Parlons d'amour, donc. Vous écrivez: «Certaines femmes sont des trappes où l'on tombe. Parfois, de ces pièges, on ne veut plus sortir.» Pourquoi ne «veut» -on plus en sortir?

E.-E.S. L'amour est la fréquentation assidue d'un mystère. Ce n'est pas satisfaisant (puisque ce mystère ne sera jamais percé) mais c'est passionnant. Aimer, c'est donc d'abord consentir au lien démesuré que l'on consent avec l'autre. Puis se rendre compte que ce lien ne sera jamais ni la connaissance de l'autre ni la possession de l'autre. Ce sera juste la fréquentation assidue de quelque chose qui nous échappe toujours: l'autre dans sa liberté, dans ses volte-face, dans ses capacités de partir ou de revenir, de dire non... Il y a dans l'amour un abandon quiétiste. Dans l'amour humain comme dans l'amour divin. Ce qui m'intéresse, c'est l'attachement irréversible, le lien impossible à défaire même lorsque la vie amoureuse devient insupportable.
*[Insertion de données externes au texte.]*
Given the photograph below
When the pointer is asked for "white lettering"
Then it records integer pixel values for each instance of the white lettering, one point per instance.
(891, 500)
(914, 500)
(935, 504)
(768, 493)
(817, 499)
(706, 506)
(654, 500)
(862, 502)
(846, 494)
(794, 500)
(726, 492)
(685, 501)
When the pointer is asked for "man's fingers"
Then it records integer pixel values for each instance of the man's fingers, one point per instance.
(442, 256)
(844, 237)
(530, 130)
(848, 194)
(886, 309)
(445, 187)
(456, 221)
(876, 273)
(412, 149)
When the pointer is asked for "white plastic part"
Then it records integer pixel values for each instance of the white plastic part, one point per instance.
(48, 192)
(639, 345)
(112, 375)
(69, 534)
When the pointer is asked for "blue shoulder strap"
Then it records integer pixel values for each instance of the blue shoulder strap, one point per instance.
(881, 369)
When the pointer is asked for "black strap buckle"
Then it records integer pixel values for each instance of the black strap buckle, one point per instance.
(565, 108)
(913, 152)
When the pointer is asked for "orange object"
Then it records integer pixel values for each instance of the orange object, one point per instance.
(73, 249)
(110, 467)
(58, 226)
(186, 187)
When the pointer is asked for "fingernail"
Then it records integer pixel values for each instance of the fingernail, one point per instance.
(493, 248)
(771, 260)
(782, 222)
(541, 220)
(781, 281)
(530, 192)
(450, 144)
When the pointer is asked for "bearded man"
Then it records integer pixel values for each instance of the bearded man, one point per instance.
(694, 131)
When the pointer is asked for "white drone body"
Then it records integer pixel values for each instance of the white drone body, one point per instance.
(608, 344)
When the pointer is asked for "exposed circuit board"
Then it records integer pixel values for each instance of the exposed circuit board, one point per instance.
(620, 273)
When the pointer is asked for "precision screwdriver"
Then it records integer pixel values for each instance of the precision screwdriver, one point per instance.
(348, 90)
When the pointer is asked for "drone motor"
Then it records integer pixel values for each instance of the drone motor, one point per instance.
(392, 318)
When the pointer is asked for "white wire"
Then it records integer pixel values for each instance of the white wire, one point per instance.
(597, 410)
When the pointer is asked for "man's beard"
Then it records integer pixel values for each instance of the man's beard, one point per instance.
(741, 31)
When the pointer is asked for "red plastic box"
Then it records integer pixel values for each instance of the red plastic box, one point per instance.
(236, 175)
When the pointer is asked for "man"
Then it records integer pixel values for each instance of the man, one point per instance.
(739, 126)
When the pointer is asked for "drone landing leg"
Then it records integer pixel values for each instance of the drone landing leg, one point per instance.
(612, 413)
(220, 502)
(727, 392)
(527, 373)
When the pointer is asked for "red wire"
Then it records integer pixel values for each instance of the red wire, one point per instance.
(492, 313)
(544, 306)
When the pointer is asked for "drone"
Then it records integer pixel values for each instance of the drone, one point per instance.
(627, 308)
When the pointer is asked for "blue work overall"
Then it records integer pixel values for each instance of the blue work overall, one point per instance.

En ce sens, aimer et écrire sont donc deux fréquentations d'un secret qu'il faut accepter de ne jamais percer?

E.-E.S. Oui, la similitude est grande. Au départ, il y a un impérialisme dans l'écriture, c'est-à-dire une volonté de s'approcher du secret, de le révéler et de le résoudre. Puis vient la période de l'humilité, c'est-à-dire le moment où l'on comprend que ce secret est précisément ce qui nous rend fécond, qu'on ne parviendra jamais à le posséder et qu'on ne doit pas y parvenir. L'amour est semblable: accepter de ne pas posséder le secret de l'autre, se rendre compte que c'est précisément parce qu'on ne cherche pas à le percer que l'amour se fortifie. La littérature vise à rendre du mystère, pas à en percer. L'amour aussi, je crois. La philosophie cherche à résoudre le mystère tandis que l'art, au contraire, célèbre le mystère.